In response, security experts with NuData Security, VASCO Data Security and Virsec Systems, Robert W. Capps, Vice President, Business Development, NuData Security, says: "We’ve seen a major escalation in high-profile events where personally identifiable information (PII) and other sensitive information has been left exposed on an unsecured server. The fact that so many organizations misconfigure access and security of these critical data storage methods in a trusted hosting service, is yet another reason why consumer data is so freely available to cybercriminals through the Dark Web and other channels. Such information is used to create synthetic identities, or even impersonate legitimate consumers, to perpetrate account takeovers, and secure fraudulent new lines of credit.

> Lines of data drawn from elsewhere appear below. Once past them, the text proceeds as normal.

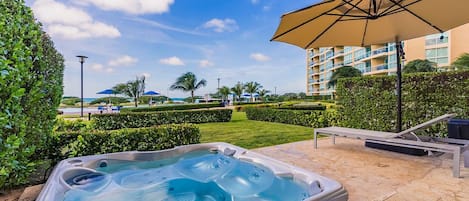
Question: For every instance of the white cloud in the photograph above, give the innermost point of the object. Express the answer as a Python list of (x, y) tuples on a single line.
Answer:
[(146, 75), (173, 61), (125, 60), (136, 7), (100, 68), (259, 57), (70, 22), (220, 25), (205, 63)]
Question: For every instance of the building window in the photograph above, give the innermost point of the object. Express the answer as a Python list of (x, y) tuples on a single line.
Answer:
[(437, 55), (348, 58), (436, 39), (348, 49)]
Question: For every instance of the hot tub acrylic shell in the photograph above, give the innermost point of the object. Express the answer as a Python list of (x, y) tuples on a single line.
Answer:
[(56, 186)]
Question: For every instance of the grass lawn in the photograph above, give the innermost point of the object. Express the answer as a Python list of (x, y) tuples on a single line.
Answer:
[(253, 134)]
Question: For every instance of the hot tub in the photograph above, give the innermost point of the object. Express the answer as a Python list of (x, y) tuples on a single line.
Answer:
[(201, 172)]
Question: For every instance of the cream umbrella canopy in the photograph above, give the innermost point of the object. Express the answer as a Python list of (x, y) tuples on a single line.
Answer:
[(367, 22)]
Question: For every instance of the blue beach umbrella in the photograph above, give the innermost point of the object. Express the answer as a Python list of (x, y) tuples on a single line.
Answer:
[(151, 94), (107, 92)]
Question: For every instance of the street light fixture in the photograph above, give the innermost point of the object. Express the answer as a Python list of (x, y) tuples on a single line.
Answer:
[(81, 59)]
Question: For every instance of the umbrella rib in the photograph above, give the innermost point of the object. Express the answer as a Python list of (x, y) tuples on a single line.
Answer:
[(330, 26), (396, 10), (355, 6), (389, 8), (296, 27), (356, 16), (417, 16)]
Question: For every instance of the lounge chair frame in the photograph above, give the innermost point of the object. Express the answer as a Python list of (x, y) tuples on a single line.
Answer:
[(446, 145)]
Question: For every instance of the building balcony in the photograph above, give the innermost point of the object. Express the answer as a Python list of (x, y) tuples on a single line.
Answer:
[(380, 52)]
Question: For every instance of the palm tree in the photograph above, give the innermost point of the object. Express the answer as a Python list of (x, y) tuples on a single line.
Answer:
[(238, 90), (252, 87), (133, 89), (263, 93), (188, 82), (224, 92)]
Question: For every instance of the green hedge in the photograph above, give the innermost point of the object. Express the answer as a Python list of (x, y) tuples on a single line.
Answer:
[(72, 144), (370, 102), (304, 107), (138, 120), (315, 119), (31, 72), (173, 107)]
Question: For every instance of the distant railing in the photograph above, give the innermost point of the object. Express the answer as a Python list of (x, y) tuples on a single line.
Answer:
[(380, 51)]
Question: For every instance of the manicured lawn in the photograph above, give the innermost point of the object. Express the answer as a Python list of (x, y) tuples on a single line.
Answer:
[(253, 134)]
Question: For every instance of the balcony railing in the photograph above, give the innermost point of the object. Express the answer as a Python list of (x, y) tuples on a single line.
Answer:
[(382, 67), (338, 65), (380, 51)]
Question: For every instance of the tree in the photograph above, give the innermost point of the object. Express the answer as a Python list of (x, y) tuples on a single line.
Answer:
[(31, 75), (420, 65), (263, 93), (133, 89), (344, 72), (238, 90), (188, 82), (252, 88), (224, 92), (462, 62)]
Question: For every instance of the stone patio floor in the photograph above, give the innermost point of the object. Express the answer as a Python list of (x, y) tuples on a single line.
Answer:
[(370, 174)]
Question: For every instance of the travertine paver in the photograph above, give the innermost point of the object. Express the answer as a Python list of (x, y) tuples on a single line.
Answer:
[(371, 174)]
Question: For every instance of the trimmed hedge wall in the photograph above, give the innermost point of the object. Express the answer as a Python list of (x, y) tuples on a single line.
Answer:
[(31, 73), (73, 144), (370, 102), (304, 107), (172, 107), (315, 119), (138, 120)]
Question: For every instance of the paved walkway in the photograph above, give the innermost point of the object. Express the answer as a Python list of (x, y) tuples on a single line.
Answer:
[(370, 174)]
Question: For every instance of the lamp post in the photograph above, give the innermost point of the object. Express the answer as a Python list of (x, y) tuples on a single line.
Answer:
[(81, 59)]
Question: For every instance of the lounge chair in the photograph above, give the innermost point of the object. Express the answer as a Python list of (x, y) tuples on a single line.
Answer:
[(406, 138)]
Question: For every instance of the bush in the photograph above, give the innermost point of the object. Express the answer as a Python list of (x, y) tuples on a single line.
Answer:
[(72, 144), (63, 125), (304, 107), (315, 119), (370, 102), (137, 120), (71, 101), (173, 107), (114, 100), (242, 108), (31, 72)]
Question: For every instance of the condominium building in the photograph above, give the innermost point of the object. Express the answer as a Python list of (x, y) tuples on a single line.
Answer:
[(380, 59)]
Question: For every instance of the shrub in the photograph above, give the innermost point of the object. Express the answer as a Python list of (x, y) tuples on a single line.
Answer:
[(315, 119), (137, 120), (72, 144), (242, 108), (114, 100), (31, 73), (304, 107), (63, 125), (173, 107), (71, 101), (370, 102)]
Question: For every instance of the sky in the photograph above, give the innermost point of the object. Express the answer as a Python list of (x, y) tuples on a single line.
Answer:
[(163, 39)]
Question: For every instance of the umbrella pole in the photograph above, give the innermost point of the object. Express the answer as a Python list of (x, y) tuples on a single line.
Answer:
[(399, 85)]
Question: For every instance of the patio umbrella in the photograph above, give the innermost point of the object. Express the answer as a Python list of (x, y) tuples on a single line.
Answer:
[(151, 94), (107, 92), (367, 22)]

“The fact that so many organizations are made vulnerable through misconfigurations, such as we've seen with S3 buckets, clearly illustrates why it’s time for every organization that’s entrusted with personal data to take more effective steps to secure their servers. They must also better protect consumer data by adopting more effective technologies such as passive biometrics and behavioral analytics – which together let companies identify users through methods that can’t be bad actors. Until PII data is rendered worthless by such advanced authentication, consumers will continue to be placed at unnecessary risk.”
Willy Leichter, VP of Marketing, Virsec Systems thinks: It’s far too easy in most organizations for anyone to fire up a server on Amazon, and leave it in a default, unprotected mode. Most enterprises have strict rules on who can setup a physical server, but with AWS it’s wide open. IT security teams need to regain control and treat any server – physical or virtual, and a sensitive asset, monitoring security settings, validating applications, and ensuring compliance.
Christian Vezina, CISSP, CISA, CISM, CRISC, CIPP/US, CIPT, Chief Information Security Officer, VASCO Data Security, adds: "All data breaches have something in common: let’s call it human oversight. Whether it’s going too quickly through emails and clicking on a phishing link by mistake, or forgetting to enable an important security setting, the human is the weakest link in the proverbial security chain. Amazon Web Services (AWS) is falling victim to its own success. Making it so easy for everyone to spin up their own servers somehow removes one entry barrier: technical savviness. Going cloud is relatively simple, but one needs to make the shift from their old paradigms. Seasoned system administrators would usually be able to navigate complex settings and build secure systems in the cloud. Less experienced staff, or staff under pressure to deliver working systems, may however forget a critical setting in the process, thereby exposing thousands, or even millions of records. If the information is out there and ready to be discovered, don’t solely rely on security through obscurity. It’s just a matter of time before someone figures it out. If you are hosting data on the cloud, take the time to configure your systems securely – and encrypt your data."